By: Rafael Tonon
– New food companies such as Daily Harvest deliver healthy foods in cups and bowls that can satisfy the hunger at any time: from lunch to any break in the office.
– When exchanging the dish for the bowl, the new generations are looking for healthier meals that are not determined by time.
-From açaí bowl to poke, a container you can gently grab with the hand conveys a sense of comforting nourishment and encourages us to feel fine about our food.
– The NPD Group points out that visits to restaurants during “snack occasions” rose 3 percent last year, while at lunch they fell 2 percent.
– The one-bowl trend has become important not only for what it serves but for the way it does it: something that will transform our eating habits.
In an advertisement on the NYC subway, Daily Harvest, a startup that prepares and sends frozen, pre-portioned foods, claims they help you arrange any meal in one minute on average. The ad does not specify which meal, exactly: it only features the ingredients (“chef-crafted”, “nutrient-rich”, “organic” beets, avocados, cauliflower, etc.) – which could be an excellent choice for a hearty breakfast, a well-balanced lunch, a healthy dinner, or any meal in the meantime.
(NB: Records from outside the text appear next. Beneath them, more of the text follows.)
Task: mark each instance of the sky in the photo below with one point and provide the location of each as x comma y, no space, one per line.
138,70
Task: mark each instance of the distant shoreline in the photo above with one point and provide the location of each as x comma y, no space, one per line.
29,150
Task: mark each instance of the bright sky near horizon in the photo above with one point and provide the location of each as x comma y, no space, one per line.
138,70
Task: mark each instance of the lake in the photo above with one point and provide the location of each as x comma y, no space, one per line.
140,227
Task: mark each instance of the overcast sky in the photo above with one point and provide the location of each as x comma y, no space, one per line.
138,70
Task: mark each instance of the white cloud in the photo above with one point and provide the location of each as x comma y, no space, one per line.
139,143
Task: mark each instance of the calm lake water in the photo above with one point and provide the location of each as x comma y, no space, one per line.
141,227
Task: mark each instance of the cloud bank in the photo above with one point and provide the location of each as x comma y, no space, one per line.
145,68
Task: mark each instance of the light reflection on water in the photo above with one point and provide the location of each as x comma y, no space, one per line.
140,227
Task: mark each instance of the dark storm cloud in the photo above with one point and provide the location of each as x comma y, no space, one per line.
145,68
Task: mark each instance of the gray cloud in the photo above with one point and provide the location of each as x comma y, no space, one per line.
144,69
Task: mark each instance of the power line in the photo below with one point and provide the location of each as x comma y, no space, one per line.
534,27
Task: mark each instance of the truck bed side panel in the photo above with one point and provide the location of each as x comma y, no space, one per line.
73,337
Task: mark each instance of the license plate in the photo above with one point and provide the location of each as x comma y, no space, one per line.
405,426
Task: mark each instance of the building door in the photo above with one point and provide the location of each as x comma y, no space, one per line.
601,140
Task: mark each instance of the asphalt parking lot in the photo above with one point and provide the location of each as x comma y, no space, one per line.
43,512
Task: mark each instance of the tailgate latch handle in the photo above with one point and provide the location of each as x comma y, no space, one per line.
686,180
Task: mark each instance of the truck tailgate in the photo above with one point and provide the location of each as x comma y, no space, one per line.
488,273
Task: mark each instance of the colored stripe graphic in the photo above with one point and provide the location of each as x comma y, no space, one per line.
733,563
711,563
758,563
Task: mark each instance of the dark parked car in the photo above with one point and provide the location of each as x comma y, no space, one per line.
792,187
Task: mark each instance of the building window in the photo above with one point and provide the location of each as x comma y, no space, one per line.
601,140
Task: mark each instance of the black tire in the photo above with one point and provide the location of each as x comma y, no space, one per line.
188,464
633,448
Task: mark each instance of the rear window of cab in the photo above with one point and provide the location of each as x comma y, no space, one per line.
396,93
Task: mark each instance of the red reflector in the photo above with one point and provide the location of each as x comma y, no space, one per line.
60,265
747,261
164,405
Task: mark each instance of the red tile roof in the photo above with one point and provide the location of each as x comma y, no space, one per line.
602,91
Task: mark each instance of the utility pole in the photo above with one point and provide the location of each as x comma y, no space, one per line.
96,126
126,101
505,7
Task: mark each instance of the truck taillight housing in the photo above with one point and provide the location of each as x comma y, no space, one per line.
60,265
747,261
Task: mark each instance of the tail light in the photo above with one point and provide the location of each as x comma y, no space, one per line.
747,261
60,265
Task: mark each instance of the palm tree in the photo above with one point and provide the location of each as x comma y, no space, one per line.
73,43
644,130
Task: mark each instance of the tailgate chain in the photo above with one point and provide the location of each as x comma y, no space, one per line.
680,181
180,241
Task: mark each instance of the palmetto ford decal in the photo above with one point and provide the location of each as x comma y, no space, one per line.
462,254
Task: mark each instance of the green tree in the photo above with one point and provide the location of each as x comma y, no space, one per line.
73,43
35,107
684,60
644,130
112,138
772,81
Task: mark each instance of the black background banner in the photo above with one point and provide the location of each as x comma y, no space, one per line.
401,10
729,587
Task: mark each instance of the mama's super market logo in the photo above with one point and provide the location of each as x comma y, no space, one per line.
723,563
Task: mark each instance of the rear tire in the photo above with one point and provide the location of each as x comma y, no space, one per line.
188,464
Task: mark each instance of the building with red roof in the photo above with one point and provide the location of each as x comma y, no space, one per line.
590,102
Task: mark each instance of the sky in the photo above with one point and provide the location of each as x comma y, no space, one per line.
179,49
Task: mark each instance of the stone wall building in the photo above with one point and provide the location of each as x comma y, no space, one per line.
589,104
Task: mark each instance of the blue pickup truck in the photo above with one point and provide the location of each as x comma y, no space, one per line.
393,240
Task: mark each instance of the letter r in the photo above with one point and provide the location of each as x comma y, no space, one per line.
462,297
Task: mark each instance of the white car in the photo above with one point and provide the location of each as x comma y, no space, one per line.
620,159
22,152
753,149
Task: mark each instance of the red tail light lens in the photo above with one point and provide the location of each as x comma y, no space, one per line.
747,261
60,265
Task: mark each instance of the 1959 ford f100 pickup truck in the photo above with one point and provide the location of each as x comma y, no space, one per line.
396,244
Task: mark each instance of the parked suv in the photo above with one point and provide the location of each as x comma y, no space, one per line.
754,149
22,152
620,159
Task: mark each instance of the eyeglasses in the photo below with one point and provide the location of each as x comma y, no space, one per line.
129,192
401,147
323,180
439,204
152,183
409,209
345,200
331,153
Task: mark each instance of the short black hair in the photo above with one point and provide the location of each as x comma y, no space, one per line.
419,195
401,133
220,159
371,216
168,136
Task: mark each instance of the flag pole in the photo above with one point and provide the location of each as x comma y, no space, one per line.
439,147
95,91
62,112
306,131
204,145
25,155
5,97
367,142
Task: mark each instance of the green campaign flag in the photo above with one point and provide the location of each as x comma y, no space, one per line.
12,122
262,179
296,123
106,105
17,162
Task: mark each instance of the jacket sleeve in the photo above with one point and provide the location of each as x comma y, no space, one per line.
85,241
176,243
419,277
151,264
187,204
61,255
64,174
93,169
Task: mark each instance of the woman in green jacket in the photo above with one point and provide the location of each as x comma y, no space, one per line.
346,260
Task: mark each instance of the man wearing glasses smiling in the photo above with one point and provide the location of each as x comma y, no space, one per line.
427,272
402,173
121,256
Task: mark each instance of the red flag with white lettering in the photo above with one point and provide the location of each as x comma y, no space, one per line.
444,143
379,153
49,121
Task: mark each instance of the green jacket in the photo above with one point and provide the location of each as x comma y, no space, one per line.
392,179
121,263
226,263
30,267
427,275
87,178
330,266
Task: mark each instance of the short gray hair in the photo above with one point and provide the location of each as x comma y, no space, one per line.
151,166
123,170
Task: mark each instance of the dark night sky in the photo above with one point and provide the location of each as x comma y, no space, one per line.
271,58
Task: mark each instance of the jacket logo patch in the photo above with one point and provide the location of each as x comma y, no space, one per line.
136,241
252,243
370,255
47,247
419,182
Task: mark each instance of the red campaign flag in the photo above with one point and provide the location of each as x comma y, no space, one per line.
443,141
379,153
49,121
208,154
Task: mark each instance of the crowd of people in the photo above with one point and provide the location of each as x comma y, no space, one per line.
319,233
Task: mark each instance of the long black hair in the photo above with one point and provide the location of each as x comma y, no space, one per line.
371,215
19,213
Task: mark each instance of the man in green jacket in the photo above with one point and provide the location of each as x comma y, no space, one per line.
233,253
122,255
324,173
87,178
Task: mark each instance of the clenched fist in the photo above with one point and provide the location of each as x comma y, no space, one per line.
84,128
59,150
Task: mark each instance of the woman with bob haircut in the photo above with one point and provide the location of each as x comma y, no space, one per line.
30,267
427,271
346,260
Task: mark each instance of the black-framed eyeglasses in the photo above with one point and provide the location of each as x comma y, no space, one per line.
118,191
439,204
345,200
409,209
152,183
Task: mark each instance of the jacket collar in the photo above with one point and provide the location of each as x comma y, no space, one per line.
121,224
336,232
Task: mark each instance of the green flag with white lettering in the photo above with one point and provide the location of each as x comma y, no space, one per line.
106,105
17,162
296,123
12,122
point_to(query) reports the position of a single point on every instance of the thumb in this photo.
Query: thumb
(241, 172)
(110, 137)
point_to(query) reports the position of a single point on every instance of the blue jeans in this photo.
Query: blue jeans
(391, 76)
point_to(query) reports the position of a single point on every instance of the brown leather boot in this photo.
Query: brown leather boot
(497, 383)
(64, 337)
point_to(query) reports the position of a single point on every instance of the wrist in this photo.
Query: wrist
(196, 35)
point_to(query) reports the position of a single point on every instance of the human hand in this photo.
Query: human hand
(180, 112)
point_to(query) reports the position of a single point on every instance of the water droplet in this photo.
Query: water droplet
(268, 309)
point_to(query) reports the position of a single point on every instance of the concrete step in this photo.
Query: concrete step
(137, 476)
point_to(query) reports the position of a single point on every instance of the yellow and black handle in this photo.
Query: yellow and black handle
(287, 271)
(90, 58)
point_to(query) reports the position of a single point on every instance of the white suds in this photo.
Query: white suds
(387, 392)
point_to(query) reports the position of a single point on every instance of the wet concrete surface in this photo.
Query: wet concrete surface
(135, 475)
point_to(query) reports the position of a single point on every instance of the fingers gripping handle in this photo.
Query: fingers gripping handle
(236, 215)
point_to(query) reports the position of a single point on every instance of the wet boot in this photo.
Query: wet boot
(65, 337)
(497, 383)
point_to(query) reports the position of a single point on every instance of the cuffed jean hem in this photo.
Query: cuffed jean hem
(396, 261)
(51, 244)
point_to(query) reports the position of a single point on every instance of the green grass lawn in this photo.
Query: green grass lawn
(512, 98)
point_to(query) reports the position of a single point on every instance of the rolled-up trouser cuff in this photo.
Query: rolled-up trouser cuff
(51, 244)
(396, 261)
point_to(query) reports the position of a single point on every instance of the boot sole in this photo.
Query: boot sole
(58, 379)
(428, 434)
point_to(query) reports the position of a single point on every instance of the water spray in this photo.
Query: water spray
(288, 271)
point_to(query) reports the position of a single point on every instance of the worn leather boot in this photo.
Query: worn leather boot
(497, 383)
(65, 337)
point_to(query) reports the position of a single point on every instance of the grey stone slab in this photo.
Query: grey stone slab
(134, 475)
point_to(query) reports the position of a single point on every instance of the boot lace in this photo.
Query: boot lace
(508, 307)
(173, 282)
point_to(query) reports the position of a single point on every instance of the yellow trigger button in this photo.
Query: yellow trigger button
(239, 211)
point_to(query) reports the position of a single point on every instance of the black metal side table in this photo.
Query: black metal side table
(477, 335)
The company started offering subscription-based smoothies, but it has also evolved to soups and bowls as it has received million-dollar investments. Each meal (delivered in a “cup” or a “bowl”) provides, according to the company, access to healthy, delicious, balanced meals that you don’t even have to prepare: convenience without compromise.
Bowl is the new plate
Replacing the plate for a bowl – or a cup – where all the ingredients (from avocado slices to organic greens, from whole grains to fruits and nuts) can be mixed does not only mean seeking greater convenience but abdicating what a plate of food has always meant so far for our actual society’s relationship with food.
With the fall of the Industrial Age, it makes less sense for us to need specific times to have our meals and to split them in breakfast or lunch, for example. Today, in the age of the creative economy, bowls seem to meet our current demands more. They better fit how we usually eat today: between a meeting and another, on the way to a work commitment at the train, or only when hunger shows up.
From the British royal wedding menu to any board in any corner in Williamsburg neighborhood, bowl food became a significant trend – even if some people want to refuse it. But more than anything else, the bowl food is a massive movement that represents a change in our eating habits: most of the time alone, “snacking” more than adequately eating, in front of a screen, and everything else in between.
To keep an eye on:
If the rise of bowl-eating was noticed circa 2017 and propelled by a new focus on healthy dishes, it has settled and now indicates a new behavior in our society: with more people working as freelancers and without the strict hours to punch in and out of work, our mealtime has changed. The meal, as we know, tends to disappear as it will make less sense to the new generations to sit down for dinner – leaving all the screens behind. The advent of snacking throughout the day will become much more massive, changing the restaurant scene and even the dishware industry. And the best way to do it is with a bowl in hand.